しかしこの巻の見どころはやはり「猫屋敷教授」と世田介くんをめぐるあれこれ。特に、初登場の時から、にこやかな笑顔とサブカル受けしそうなキュートなキャラクターの裏に隠した闇をチラチラと見せていた猫屋敷教授をメインに据えたエピソードが最高。村上隆的でもあるし、作風はクリスト的でもある。曲者ぞろいの教授会でのセクハラを受け流す場面から伝わってくるのは文字通りの「キャラクター」を身に纏い、世界を必死にサバイブする一人の女性の姿だった。この素晴らしきギャップ!彼女が内に秘めた闇を一気に開放するようなエピソードも絶対にあるだろうし、そこから見える美術界自体の抱える汚濁が曝け出されるのが実に楽しみだ。
この猫屋敷教授と対比される形で描かれるのが本作のヒロインでもある世田介くん。すべてを斜に構えた彼は「持てるもの全てで戦わない」省エネ型の人物。正直、彼は主人公・八虎と違って全く共感できないひねくれたキャラクターなのだけれども、しかしいかにも藝大にいそうな魅力的な人物でもある。この物語は「天才」を象徴する世田介と「努力」で美術の世界に乗り込んでいく八虎との止揚の話とも言えるだろう。それだけに水と油のように思える二人がライバルとして友人として関係を育んでいくであろう今後の展開が楽しみでならない。
ピーター・ワッツ『6600万年の革命』
タイトルにあるようにとにかくタイムスケールがでかい!…でかいのだが、しかし逆にその数字の実感はあまり湧いてこないというのが面白い。数万人の乗組員は数万年オーダー間隔で数日程度目覚めさせられ、6600万年経っていても主観的には数年しか年を取っていないし、舞台となるのは直径数十キロの岩塊、ワームホール構築船<エリオフォラ>。外の世界、例えば彼らが後にしてきた地球の様相などが全く描かれないがために、「6600万年」という時間の質量はほとんど感じられない。そこは残念なポイントでもあるし、面白いところでもある。

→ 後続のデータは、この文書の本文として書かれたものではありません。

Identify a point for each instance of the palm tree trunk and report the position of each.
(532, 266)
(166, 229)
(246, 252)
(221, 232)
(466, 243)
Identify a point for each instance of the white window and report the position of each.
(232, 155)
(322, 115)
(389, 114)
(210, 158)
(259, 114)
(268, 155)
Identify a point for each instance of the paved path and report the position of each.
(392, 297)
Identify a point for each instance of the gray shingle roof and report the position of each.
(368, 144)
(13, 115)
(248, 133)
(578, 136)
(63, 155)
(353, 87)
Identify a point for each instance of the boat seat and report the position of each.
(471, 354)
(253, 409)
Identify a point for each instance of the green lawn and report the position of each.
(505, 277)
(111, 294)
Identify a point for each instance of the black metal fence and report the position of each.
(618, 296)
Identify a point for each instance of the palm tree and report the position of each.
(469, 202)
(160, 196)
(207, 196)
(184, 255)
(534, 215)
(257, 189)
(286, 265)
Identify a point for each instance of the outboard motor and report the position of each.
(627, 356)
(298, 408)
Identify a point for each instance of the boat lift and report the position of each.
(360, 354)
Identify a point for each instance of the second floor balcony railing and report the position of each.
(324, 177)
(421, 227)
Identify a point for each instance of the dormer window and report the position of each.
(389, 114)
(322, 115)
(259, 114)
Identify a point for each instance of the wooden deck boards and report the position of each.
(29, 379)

この小さな世界で描かれるのは典型的なAIの反乱劇なのだけれども、このAI<チンプ>(ところで、このチンプというのがAIであると最初はわからず「なるほどよくある知性化チンパンジーか」と思っていたのでかなり混乱した)と主人公サンディの愛憎渦巻く複雑な関係の変遷は本作の読みどころの一つ。数千年、数万年単位でジワジワと進められていく反乱計画が主題のはずなのだけど、そっちは割と脇に置かれてしまっている感はある。
しかしまあワッツは読みづらい!自分が『巨星』を読んでいないこともあって、突拍子もない設定に付いていくのに若干時間がかかってしまった。尻切れトンボになっちゃってるのも引っかかるなー。薄くて分量的にはサッと読めるのだけども…。うーん。面白いか面白くないかで言えば間違いなく面白いのだけども。
芥見下々『呪術廻戦』第14巻
うーん…ナナミン…うーん…。
「渋谷事変」編も佳境。正直「長すぎやろ!」と思ってたけど、毎話毎話盛り上がるポイントがあるのはさすがにすごい。漏瑚の涙、伏黒の起死回生の調伏儀式、最強の式神VS宿儺、ナナミンの「呪い」の言葉、野薔薇回想編のスタート…。とまあ凄まじい勢いで物語が進んでいく。往年のジャンプ漫画のように引き伸ばしがなく、多様なアイデアがこれでもかと繰り出されてくるのが実に楽しい。内容はまあ悲惨なんですけどね…。『チェンソーマン』や『鬼滅の刃』もそうだけど、魅力的なキャラを惜しげもなく退場させてしまう決断力はすごい。今巻の中だともちろん、推しのあの人の退場が辛いわけですが、重面くんとか地味に面白い能力だからもったいないよなあ…と思ったり。まあそれを言うとこないだ宿儺に一瞬で殺された女子高生二人組とかももったいね〜〜!と思ったりもしたのですが。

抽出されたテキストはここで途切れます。